Forget artificial intelligence and quantum computing, advertising has long relied on fuzzy logic. If you have been to the cinema or watched TV recently you will have felt the warm fuzzy feelings generated by, for instance, Kellogg’s Corn Flakes “Good Morning” ad. Whilst I turned up, incredibly, that the ad is filmed in Grovenor Park, London SE5 (you would have thought maybe Queens or Brooklyn from the look of it) my investigatory skills failed to put name to iconic face of the little girl (shown) whose smile carries the whole proposition. With a name, one could hit IMDB or something and discover that she was paid a million pounds, has also done stuff for Shredded Wheat etc.
Diversity? Kellogg’s versus David Cameron versus Nick Clegg versus ‘Islamists’ versus the EDL. But it is borg-like assimilation at work here. We are approaching the Big Crunch. Part of it – read the ulterior fuzzy logic of the ad – is that there is no longer room for cultural differences. Mongoloids, Caucasoids, Negroids all eat Corn Flakes for breakfast. Perhaps there is something of US multicultural strategy behind it – make the smile golden enough and we might just co-opt China.
But the ulterior proposition is more straightforward than that. As with Vodafone’s ‘Couple’ ad, which delivers multimedia messaging capabilities of fones right enough, aspirational advertising has gotten real.
Gone are the neon penthouses and supercars: such imagery is off-strategy for aspirational campaigns as the worlds they proselytise are simply no longer attainable. Aspirations have been toned down, and what we now have is a relatively ordinary street – somewhere redbrick, a nice bit of London perhaps. But look carefully. That looks like a house, not a mashup conversion, and one with an adjoining garage! Now look at the bloke at work:
He has driven to work, where he has an allocated parking space in an underground car park and a desk that looks like this:
What does he do? Own Nokia or Pratt and Whitney or something? Meanwhile his fiancee (more aspirational than ‘wife’ or ‘partner’) is here:
Not exactly your local Fitness First is it?
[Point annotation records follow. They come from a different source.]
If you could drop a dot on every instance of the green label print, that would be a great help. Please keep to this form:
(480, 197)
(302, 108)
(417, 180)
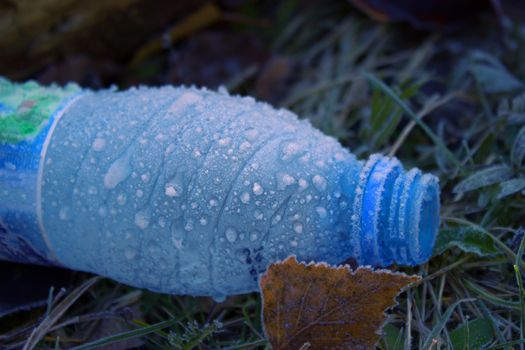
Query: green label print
(25, 108)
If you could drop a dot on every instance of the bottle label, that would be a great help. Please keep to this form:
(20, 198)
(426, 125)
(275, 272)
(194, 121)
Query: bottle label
(27, 114)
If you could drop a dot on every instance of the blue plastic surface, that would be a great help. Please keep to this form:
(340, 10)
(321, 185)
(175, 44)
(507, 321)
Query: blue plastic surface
(190, 191)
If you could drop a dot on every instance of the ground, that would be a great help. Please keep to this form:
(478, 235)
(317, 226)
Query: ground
(452, 103)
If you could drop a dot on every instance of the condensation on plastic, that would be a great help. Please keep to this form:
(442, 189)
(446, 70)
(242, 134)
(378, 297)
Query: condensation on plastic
(189, 191)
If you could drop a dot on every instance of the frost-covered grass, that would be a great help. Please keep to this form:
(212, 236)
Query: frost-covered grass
(450, 104)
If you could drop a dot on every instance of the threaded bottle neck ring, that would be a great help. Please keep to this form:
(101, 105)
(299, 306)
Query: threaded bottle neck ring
(395, 215)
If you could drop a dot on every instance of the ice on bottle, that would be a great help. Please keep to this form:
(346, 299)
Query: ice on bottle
(190, 191)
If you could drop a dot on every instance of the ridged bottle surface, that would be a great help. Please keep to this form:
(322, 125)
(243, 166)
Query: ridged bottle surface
(190, 191)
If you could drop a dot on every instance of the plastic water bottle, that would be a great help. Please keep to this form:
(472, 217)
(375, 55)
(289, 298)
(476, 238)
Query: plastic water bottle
(190, 191)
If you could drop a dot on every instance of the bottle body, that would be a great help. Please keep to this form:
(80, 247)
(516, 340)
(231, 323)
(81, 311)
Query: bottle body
(189, 191)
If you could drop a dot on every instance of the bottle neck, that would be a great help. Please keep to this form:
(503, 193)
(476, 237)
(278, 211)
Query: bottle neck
(395, 213)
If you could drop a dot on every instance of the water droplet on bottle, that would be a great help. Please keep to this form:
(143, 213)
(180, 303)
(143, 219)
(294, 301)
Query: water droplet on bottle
(231, 234)
(251, 134)
(319, 182)
(142, 219)
(130, 253)
(98, 144)
(118, 171)
(121, 199)
(303, 184)
(177, 236)
(189, 225)
(225, 141)
(284, 180)
(257, 214)
(145, 177)
(244, 146)
(257, 188)
(321, 212)
(245, 197)
(64, 212)
(289, 151)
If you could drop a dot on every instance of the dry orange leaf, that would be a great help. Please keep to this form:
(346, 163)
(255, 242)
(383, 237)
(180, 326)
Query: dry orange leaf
(327, 307)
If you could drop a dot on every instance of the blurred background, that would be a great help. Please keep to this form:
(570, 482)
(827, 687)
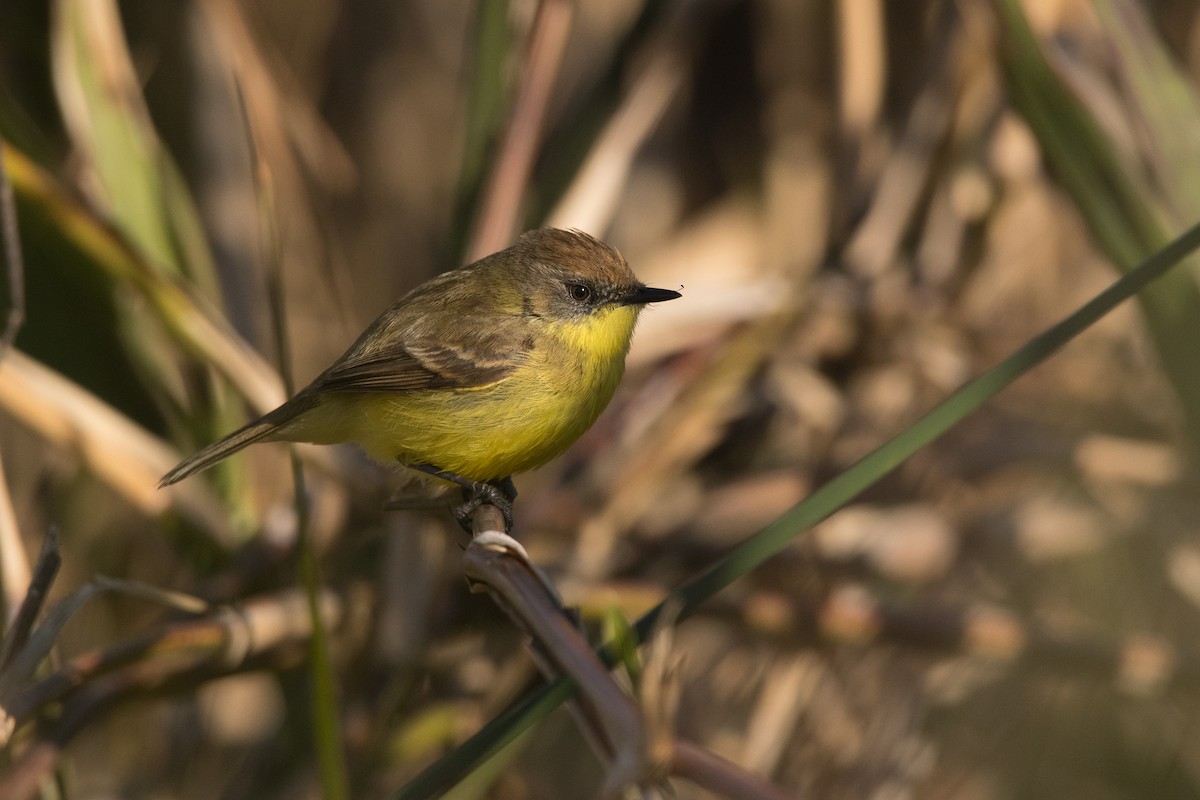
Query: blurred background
(865, 203)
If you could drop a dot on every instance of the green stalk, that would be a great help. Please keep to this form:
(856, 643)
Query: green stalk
(817, 506)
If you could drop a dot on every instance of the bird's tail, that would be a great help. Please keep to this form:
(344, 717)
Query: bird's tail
(249, 434)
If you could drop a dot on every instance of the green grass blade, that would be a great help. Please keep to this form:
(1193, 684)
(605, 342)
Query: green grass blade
(819, 505)
(1117, 203)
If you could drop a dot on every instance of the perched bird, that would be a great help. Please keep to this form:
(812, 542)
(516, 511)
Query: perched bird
(475, 374)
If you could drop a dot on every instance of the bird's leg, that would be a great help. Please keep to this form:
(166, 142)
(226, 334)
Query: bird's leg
(499, 493)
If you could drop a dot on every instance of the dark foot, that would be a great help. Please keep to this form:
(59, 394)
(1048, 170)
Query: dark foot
(499, 493)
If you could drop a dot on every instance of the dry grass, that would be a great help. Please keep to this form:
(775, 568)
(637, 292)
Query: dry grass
(861, 220)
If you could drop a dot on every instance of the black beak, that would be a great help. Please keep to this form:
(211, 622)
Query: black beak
(642, 295)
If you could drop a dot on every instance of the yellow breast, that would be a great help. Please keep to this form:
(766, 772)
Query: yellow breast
(511, 426)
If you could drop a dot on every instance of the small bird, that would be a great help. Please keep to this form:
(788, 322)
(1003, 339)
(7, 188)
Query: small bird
(475, 374)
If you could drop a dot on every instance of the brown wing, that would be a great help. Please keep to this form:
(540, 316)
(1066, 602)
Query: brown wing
(425, 341)
(420, 365)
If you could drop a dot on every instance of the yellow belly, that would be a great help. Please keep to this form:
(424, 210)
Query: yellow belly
(513, 426)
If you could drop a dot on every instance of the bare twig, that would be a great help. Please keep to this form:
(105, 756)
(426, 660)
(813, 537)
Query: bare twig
(505, 186)
(609, 715)
(13, 259)
(13, 563)
(48, 563)
(719, 776)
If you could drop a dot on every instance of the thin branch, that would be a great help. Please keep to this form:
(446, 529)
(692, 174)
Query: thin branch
(13, 258)
(48, 563)
(501, 208)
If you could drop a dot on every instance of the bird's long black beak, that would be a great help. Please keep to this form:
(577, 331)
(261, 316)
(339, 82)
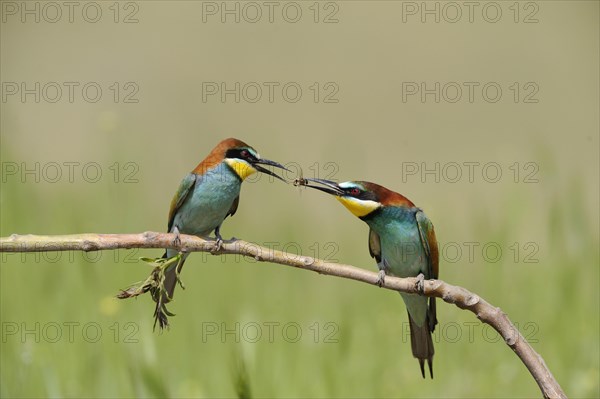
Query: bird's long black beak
(327, 186)
(256, 166)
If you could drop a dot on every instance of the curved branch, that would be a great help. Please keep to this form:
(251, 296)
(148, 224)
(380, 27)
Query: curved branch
(456, 295)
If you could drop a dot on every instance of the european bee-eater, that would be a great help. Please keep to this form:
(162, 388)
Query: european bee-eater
(205, 197)
(402, 241)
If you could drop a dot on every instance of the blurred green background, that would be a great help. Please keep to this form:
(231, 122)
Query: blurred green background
(267, 330)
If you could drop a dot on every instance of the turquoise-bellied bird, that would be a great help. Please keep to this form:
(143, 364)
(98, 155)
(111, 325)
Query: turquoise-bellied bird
(205, 197)
(402, 240)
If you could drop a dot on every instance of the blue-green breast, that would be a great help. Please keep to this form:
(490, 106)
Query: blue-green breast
(207, 205)
(402, 251)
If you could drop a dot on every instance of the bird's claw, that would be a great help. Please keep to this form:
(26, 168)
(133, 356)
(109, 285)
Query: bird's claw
(420, 284)
(380, 278)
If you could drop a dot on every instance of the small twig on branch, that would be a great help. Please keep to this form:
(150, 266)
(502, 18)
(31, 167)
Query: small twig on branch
(456, 295)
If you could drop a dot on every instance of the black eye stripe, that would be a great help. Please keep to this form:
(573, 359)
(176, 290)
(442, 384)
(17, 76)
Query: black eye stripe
(362, 194)
(239, 153)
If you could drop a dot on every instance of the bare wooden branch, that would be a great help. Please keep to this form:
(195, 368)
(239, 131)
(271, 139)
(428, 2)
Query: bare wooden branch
(456, 295)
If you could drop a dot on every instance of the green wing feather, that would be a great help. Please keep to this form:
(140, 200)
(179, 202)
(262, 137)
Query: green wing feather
(374, 245)
(429, 242)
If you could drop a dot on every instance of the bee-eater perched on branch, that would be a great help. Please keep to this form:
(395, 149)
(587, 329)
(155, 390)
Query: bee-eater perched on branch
(402, 241)
(205, 197)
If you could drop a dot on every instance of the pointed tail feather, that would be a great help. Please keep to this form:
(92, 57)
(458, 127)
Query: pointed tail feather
(422, 344)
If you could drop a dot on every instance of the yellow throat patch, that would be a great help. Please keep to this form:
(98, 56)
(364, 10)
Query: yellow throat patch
(358, 207)
(242, 169)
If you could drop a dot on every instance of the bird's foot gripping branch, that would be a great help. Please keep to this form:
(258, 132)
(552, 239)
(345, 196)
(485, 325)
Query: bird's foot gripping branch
(155, 284)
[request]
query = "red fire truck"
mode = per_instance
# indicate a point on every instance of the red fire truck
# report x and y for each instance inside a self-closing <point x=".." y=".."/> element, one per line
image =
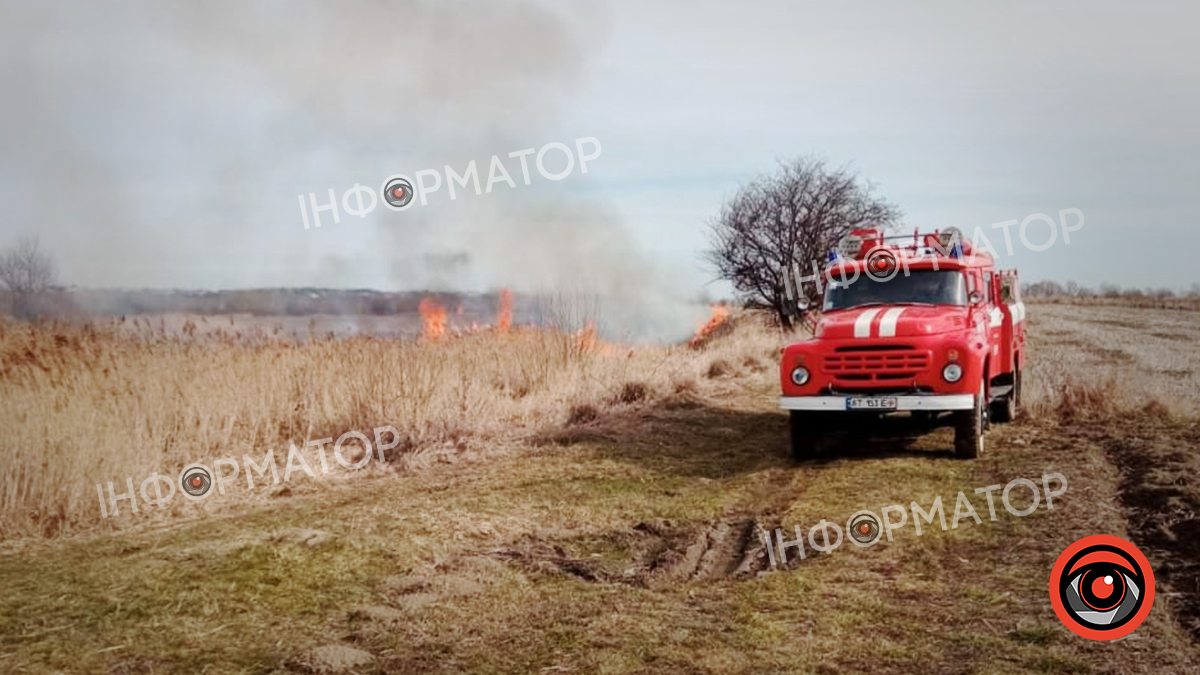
<point x="921" y="324"/>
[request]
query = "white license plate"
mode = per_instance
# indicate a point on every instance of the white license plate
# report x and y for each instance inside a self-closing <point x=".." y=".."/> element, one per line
<point x="870" y="402"/>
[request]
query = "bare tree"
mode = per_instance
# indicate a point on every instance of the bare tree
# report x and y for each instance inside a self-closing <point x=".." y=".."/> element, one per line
<point x="791" y="219"/>
<point x="27" y="272"/>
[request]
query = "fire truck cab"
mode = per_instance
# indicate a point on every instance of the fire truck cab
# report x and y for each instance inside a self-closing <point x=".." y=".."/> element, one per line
<point x="924" y="326"/>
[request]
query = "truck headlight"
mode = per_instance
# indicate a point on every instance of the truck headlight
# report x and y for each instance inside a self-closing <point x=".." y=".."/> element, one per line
<point x="799" y="376"/>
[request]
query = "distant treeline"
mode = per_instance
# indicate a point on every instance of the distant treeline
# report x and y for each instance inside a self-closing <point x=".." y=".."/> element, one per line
<point x="1113" y="294"/>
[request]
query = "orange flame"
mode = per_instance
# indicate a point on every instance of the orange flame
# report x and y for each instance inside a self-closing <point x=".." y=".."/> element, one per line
<point x="504" y="320"/>
<point x="720" y="312"/>
<point x="433" y="318"/>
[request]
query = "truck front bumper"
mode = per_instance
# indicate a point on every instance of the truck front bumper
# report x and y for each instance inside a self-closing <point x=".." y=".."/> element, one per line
<point x="904" y="402"/>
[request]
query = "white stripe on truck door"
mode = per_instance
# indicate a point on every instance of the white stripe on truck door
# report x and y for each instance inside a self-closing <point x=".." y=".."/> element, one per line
<point x="863" y="323"/>
<point x="888" y="323"/>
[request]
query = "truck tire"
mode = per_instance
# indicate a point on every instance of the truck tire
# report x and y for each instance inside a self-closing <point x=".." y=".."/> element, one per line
<point x="1005" y="410"/>
<point x="969" y="426"/>
<point x="805" y="431"/>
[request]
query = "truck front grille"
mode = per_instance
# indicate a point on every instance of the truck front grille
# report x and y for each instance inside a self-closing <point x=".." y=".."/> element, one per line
<point x="868" y="364"/>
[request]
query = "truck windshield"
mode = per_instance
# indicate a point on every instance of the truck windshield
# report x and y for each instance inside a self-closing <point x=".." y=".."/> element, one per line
<point x="930" y="287"/>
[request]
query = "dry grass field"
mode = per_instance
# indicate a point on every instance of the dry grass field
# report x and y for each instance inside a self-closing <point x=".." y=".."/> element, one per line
<point x="559" y="505"/>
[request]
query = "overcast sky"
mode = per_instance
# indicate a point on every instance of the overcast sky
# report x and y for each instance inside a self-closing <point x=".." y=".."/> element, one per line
<point x="159" y="144"/>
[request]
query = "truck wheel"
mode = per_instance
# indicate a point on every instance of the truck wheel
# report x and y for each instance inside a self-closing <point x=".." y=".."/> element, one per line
<point x="805" y="431"/>
<point x="969" y="426"/>
<point x="1005" y="410"/>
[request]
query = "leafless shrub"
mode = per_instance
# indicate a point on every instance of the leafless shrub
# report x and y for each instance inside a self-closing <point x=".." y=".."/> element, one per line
<point x="792" y="217"/>
<point x="28" y="273"/>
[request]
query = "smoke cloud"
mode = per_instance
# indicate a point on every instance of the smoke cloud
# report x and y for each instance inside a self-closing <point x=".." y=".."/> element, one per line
<point x="163" y="144"/>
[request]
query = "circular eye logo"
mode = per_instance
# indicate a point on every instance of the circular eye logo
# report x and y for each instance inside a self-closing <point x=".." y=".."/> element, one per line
<point x="881" y="264"/>
<point x="397" y="192"/>
<point x="1102" y="587"/>
<point x="196" y="481"/>
<point x="863" y="529"/>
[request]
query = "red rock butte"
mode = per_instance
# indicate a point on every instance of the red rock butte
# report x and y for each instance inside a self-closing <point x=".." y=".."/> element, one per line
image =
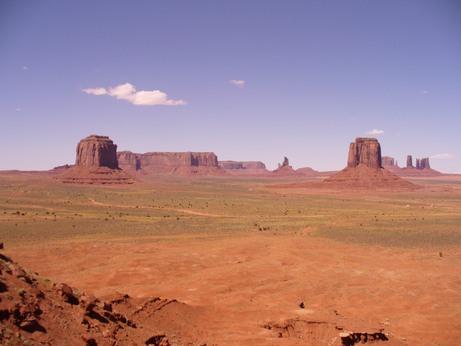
<point x="97" y="151"/>
<point x="364" y="169"/>
<point x="96" y="163"/>
<point x="182" y="163"/>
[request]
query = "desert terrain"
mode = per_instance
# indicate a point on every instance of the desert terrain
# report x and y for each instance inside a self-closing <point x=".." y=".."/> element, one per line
<point x="250" y="261"/>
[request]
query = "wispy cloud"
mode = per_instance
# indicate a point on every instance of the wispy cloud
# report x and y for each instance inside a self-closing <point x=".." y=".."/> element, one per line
<point x="375" y="132"/>
<point x="238" y="82"/>
<point x="444" y="156"/>
<point x="129" y="93"/>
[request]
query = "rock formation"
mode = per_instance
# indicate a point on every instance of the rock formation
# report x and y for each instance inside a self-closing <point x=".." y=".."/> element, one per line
<point x="365" y="151"/>
<point x="96" y="163"/>
<point x="256" y="168"/>
<point x="389" y="162"/>
<point x="242" y="165"/>
<point x="284" y="168"/>
<point x="409" y="161"/>
<point x="182" y="163"/>
<point x="422" y="168"/>
<point x="35" y="311"/>
<point x="364" y="169"/>
<point x="96" y="151"/>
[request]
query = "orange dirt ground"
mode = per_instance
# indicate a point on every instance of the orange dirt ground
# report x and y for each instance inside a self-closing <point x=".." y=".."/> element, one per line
<point x="247" y="290"/>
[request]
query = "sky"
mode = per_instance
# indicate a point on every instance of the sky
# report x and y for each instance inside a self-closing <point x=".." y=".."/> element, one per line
<point x="248" y="80"/>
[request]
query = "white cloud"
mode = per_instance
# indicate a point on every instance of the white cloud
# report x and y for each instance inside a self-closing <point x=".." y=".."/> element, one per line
<point x="375" y="132"/>
<point x="444" y="156"/>
<point x="95" y="91"/>
<point x="238" y="82"/>
<point x="129" y="93"/>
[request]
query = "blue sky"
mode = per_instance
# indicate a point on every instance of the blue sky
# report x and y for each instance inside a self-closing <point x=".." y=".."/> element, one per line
<point x="309" y="76"/>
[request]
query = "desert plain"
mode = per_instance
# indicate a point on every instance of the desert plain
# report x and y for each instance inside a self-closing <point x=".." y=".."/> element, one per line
<point x="254" y="260"/>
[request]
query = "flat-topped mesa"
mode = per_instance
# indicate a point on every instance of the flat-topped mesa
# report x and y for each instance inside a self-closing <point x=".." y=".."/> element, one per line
<point x="96" y="151"/>
<point x="424" y="163"/>
<point x="96" y="163"/>
<point x="250" y="165"/>
<point x="420" y="164"/>
<point x="388" y="161"/>
<point x="285" y="163"/>
<point x="170" y="162"/>
<point x="409" y="161"/>
<point x="364" y="169"/>
<point x="365" y="151"/>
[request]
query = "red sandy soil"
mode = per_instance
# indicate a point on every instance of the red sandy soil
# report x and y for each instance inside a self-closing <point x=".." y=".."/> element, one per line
<point x="96" y="175"/>
<point x="270" y="289"/>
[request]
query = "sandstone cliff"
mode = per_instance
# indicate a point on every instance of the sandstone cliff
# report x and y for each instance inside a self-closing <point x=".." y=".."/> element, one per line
<point x="182" y="163"/>
<point x="96" y="151"/>
<point x="365" y="151"/>
<point x="96" y="163"/>
<point x="242" y="165"/>
<point x="364" y="169"/>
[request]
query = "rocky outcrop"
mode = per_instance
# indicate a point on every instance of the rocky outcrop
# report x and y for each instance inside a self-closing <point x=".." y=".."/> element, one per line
<point x="169" y="162"/>
<point x="242" y="165"/>
<point x="389" y="162"/>
<point x="96" y="151"/>
<point x="365" y="151"/>
<point x="96" y="163"/>
<point x="35" y="311"/>
<point x="364" y="169"/>
<point x="284" y="168"/>
<point x="409" y="161"/>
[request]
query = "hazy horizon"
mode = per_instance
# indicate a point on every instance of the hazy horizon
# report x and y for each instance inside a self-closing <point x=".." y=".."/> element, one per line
<point x="249" y="81"/>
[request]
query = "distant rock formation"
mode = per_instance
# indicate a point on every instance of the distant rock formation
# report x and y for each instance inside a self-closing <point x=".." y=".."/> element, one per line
<point x="96" y="163"/>
<point x="256" y="168"/>
<point x="365" y="151"/>
<point x="96" y="151"/>
<point x="242" y="164"/>
<point x="409" y="161"/>
<point x="389" y="162"/>
<point x="284" y="168"/>
<point x="421" y="169"/>
<point x="251" y="165"/>
<point x="364" y="169"/>
<point x="182" y="163"/>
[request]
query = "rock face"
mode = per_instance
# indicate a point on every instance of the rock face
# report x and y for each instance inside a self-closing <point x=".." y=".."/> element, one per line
<point x="423" y="163"/>
<point x="285" y="162"/>
<point x="389" y="162"/>
<point x="256" y="168"/>
<point x="96" y="151"/>
<point x="422" y="168"/>
<point x="35" y="311"/>
<point x="242" y="165"/>
<point x="365" y="151"/>
<point x="284" y="168"/>
<point x="364" y="169"/>
<point x="409" y="161"/>
<point x="169" y="162"/>
<point x="96" y="163"/>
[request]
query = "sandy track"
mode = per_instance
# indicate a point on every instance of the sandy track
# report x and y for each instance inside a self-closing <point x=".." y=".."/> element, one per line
<point x="245" y="283"/>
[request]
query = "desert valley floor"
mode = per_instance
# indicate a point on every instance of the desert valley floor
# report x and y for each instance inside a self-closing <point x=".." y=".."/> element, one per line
<point x="249" y="261"/>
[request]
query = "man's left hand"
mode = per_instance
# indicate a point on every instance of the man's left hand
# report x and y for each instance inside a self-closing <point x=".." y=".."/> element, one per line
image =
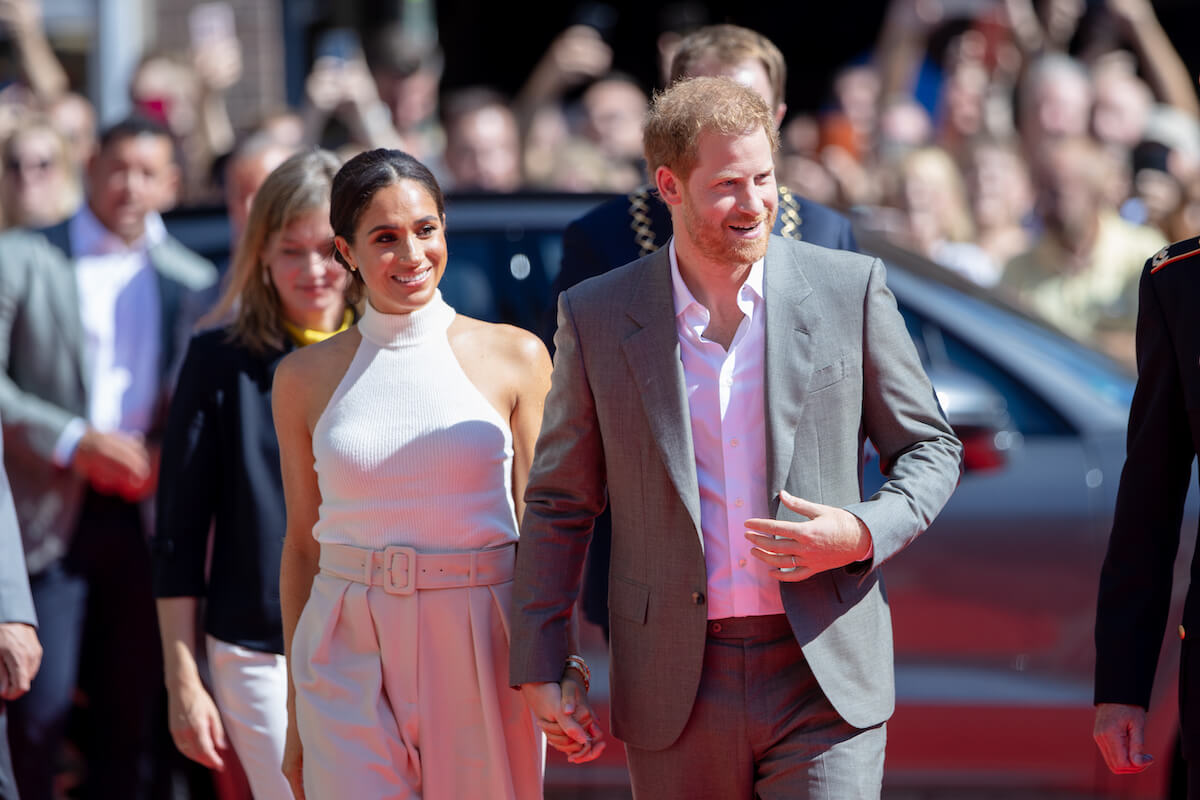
<point x="832" y="537"/>
<point x="21" y="655"/>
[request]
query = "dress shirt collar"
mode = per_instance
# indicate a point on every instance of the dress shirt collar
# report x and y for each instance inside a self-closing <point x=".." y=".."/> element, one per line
<point x="89" y="236"/>
<point x="691" y="311"/>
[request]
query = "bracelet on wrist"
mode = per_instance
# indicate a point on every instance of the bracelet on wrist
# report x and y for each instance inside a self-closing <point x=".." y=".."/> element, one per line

But it’s aspirational, you say. That’s the point.
But the point is this: as we approach The Asymptote, the headroom of aspiration, the dreaming gap hovering above attainable reality, becomes thinner and thinner. In other words, run the same ad in a year’s time, and the phone will be smaller and smarter and so on, but the aspirational backdrop will be more realistic. A mashup conversion in East Ham perhaps. A job on an Underground station. A sort of memetic inflation, if you like. At The Asymptote (so to speak) we will aspire to what we are.
Imaginative flatline, the End of Desire. Nirvana in other words.
And you thought advertising was evil.